Saat Darius mengetuk pintu dan Lila berjuang keras untuk membukanya, dia tidak menyadari bahwa orang di balik pintu adalah seseorang yang tidak dikenalnya. Ketika pintu akhirnya terbuka, Lila hanya melihat sosok asing yang berdiri di sana, Darius. Melihat orang yang tidak ia kenal, ia pun menjadi ketakutan. Ia kemudian membalikkan badan dan lari menjauh dari pintu dengan langkah mungilnya.
Darius, yang terkejut melihat reaksi tiba-tiba Lila, mengangkat alisnya dan bertanya-tanya tentang anak kecil itu. "Siapa dia? Kenapa dia lari?" pikirnya dalam hati, sambil memperhatikan Lila yang berlari ke arah ruang belakang.
Tak lama setelah itu, Alice muncul dari halaman belakang, membawa beberapa sayuran segar yang baru dipetik dari kebun. Melihat Darius di depan pintu, dia tersenyum lebar dan menyapa, "Oh, Darius! Selamat datang di rumah. Apa kabar?"
Darius memandang Alice dengan ramah. "Halo, Alice. Aku baru saja mendapatkan surat dari Sylphia.

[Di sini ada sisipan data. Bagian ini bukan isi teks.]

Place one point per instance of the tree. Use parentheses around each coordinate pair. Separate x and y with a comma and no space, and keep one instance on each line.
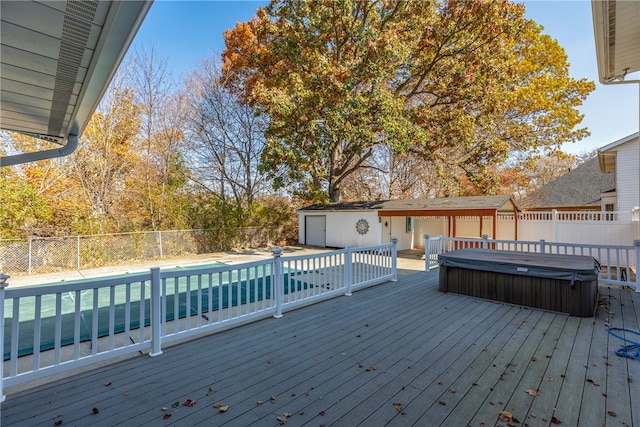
(460,83)
(45,193)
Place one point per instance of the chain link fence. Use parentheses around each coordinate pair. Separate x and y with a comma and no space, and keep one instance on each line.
(49,254)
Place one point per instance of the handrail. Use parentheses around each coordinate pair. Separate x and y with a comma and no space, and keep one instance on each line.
(55,328)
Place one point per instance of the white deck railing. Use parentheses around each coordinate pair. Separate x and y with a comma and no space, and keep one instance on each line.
(619,264)
(51,329)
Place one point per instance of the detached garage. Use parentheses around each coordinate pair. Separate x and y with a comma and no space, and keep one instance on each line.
(373,222)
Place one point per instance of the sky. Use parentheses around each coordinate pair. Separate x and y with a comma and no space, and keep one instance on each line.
(184,32)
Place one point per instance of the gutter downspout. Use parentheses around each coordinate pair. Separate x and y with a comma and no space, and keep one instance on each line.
(65,150)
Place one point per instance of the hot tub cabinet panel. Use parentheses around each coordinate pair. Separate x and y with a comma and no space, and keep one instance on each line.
(563,283)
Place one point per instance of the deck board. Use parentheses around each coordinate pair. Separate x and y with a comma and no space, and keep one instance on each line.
(447,359)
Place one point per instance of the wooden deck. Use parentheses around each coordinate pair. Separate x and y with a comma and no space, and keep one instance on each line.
(396,354)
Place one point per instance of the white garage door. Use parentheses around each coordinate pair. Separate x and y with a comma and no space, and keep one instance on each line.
(315,226)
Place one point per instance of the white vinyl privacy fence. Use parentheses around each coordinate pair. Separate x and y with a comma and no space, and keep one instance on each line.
(51,329)
(618,263)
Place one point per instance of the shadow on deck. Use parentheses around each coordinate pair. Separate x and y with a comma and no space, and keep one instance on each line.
(399,353)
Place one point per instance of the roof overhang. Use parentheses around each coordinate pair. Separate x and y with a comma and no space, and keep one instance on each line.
(617,36)
(57,59)
(607,154)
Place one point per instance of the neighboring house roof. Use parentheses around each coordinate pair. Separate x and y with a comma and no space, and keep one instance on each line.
(607,154)
(473,205)
(617,37)
(580,187)
(57,59)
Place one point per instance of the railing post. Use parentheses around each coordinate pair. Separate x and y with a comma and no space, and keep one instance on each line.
(394,259)
(156,324)
(636,243)
(3,285)
(278,281)
(427,252)
(348,270)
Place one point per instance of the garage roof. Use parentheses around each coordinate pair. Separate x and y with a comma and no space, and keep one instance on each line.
(617,36)
(447,206)
(57,59)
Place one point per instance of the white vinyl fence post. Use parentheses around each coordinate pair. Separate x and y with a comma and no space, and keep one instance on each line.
(394,259)
(278,281)
(3,285)
(160,244)
(30,254)
(348,270)
(636,243)
(156,324)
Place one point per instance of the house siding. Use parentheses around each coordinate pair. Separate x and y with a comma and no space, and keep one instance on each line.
(628,176)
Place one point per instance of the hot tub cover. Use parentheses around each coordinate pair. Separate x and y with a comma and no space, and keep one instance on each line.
(554,266)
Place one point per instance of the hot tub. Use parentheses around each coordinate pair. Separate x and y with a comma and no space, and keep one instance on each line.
(562,283)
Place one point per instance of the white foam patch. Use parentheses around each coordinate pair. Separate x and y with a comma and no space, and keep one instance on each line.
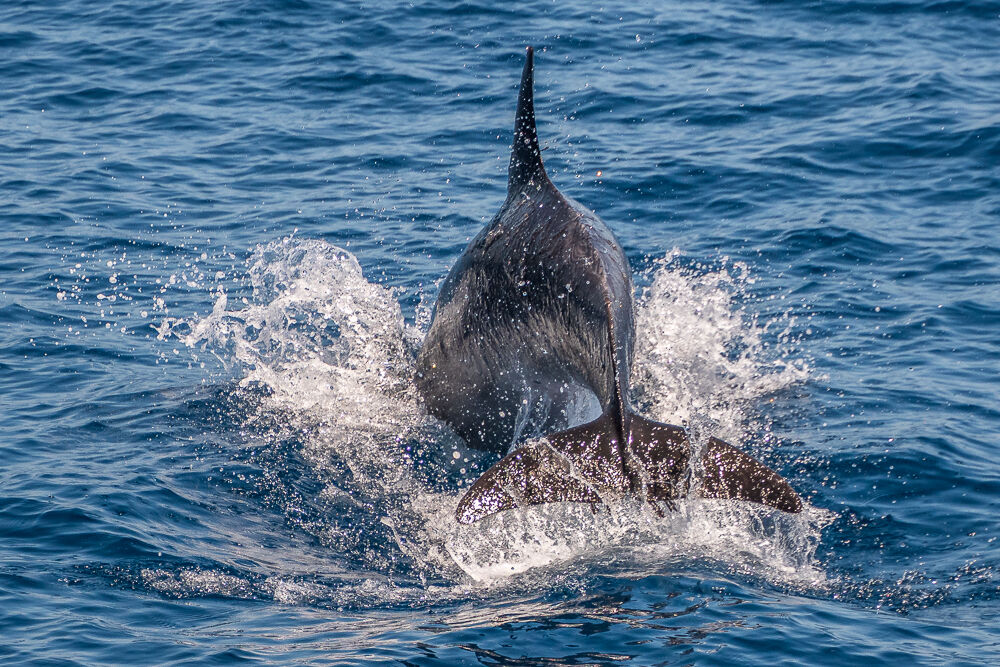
(338,358)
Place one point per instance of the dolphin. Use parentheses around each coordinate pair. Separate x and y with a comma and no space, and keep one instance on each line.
(531,344)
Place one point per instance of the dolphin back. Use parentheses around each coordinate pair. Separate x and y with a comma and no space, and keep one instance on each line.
(581,464)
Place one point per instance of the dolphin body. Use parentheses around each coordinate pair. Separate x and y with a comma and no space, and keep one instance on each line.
(533,335)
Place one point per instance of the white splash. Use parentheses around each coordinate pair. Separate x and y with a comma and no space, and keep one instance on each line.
(337,356)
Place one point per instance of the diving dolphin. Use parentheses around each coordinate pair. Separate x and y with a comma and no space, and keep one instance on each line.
(533,325)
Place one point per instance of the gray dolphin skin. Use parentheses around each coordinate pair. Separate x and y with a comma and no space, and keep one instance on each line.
(533,335)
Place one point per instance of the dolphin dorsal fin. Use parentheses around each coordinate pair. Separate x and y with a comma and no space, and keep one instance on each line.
(525,156)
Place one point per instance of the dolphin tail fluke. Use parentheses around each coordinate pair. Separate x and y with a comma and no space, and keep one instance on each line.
(585,464)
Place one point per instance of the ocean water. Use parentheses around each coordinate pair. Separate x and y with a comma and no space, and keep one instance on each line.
(223,226)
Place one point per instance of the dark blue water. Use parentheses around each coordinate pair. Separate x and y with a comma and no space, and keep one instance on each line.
(210,449)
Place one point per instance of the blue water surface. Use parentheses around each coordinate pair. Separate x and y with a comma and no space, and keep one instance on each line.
(158,507)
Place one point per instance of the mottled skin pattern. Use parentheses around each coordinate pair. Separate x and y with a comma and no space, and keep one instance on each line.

Pengantar pesan kebingungan mencari rumahmu di gerbang desa, jadi aku yang mengambilnya untukmu."
Alice menerima surat dari Darius dengan penuh rasa syukur, lalu bertanya, "Oh, terima kasih banyak, Darius. Aku tidak menyadari ada pengantar pesan di sekitar."
Darius melanjutkan, "Sebenarnya, tadi aku melihat seorang anak kecil di sini. Dia tampaknya ketakutan dan segera berlari menjauh ketika pintu terbuka. Siapa dia? Aku belum pernah melihatnya."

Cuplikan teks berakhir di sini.